With increasing reliance on the interlibrary loan service, you should be aware that there are regulations governing and limiting its use. It is not permitted to any make copies for third parties, including students and other professors, of any material you order through interlibrary loan. Since interlibrary loan material is obtained expressly for your personal study or research, it may not be inserted into teaching contexts, whether by putting a copy on reserve in the library, by duplicating it for a class, or by using it as the base copy for a Course Pack. If asked to make your own personal copies available for such purposes, you should decline. The international agreement on interlibrary loans.

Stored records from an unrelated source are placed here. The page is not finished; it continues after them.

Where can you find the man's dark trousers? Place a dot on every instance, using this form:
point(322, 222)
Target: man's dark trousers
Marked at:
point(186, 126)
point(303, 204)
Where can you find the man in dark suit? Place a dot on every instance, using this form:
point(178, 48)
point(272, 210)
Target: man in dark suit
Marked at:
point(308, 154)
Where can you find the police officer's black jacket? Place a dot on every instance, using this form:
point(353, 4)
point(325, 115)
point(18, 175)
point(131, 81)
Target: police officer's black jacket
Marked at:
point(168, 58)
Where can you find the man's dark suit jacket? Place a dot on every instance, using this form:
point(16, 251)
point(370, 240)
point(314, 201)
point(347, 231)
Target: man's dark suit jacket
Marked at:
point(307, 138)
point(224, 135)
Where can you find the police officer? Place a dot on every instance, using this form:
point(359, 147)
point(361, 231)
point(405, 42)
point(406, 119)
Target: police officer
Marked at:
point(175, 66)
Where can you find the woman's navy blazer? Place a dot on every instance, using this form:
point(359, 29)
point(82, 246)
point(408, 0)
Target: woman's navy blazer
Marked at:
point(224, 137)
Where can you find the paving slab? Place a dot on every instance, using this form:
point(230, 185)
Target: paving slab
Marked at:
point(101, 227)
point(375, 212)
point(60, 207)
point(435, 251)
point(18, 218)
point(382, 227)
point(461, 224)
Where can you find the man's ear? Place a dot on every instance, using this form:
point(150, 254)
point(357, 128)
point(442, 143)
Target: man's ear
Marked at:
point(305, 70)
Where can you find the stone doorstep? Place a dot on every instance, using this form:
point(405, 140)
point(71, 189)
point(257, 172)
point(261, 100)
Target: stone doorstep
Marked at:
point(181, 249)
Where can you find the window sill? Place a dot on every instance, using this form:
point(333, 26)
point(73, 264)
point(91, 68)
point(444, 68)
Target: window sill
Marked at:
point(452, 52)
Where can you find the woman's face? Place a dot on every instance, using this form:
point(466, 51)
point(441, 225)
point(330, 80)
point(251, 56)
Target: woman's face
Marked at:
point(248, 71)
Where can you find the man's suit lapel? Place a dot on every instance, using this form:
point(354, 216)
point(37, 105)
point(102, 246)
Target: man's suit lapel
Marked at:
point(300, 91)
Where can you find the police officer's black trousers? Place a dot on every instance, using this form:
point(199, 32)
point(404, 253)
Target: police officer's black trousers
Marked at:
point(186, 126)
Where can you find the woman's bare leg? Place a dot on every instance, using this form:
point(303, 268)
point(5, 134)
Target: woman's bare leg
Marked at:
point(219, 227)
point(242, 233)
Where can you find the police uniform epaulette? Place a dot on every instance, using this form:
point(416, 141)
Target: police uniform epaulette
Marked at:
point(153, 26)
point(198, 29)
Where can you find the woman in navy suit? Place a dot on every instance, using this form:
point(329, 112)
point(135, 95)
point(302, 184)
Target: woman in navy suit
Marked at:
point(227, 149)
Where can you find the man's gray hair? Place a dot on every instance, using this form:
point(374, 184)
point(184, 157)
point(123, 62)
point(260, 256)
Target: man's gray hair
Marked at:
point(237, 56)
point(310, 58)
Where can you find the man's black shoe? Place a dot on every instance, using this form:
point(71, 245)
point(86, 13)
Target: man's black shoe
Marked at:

As teachers we have obligations to make sure that our students know and understand the laws and rules on copyright and plagiarism. By setting a clear example, we can do much to combat the unfair appropriation of intellectual property. You should never agree to do anything as a teacher that would infringe on copyright or violate the relevant agreements and contracts. The law is especially alert to systematic abuses, such as encouraging students to make copies of material from a textbook that is available in print.
The employer has an obligation to facilitate teaching by making necessary resources available -- but you have an obligation to know the rules and to work within them. Again, if at any time problems arise around such issues, contact CUASA as soon as possible.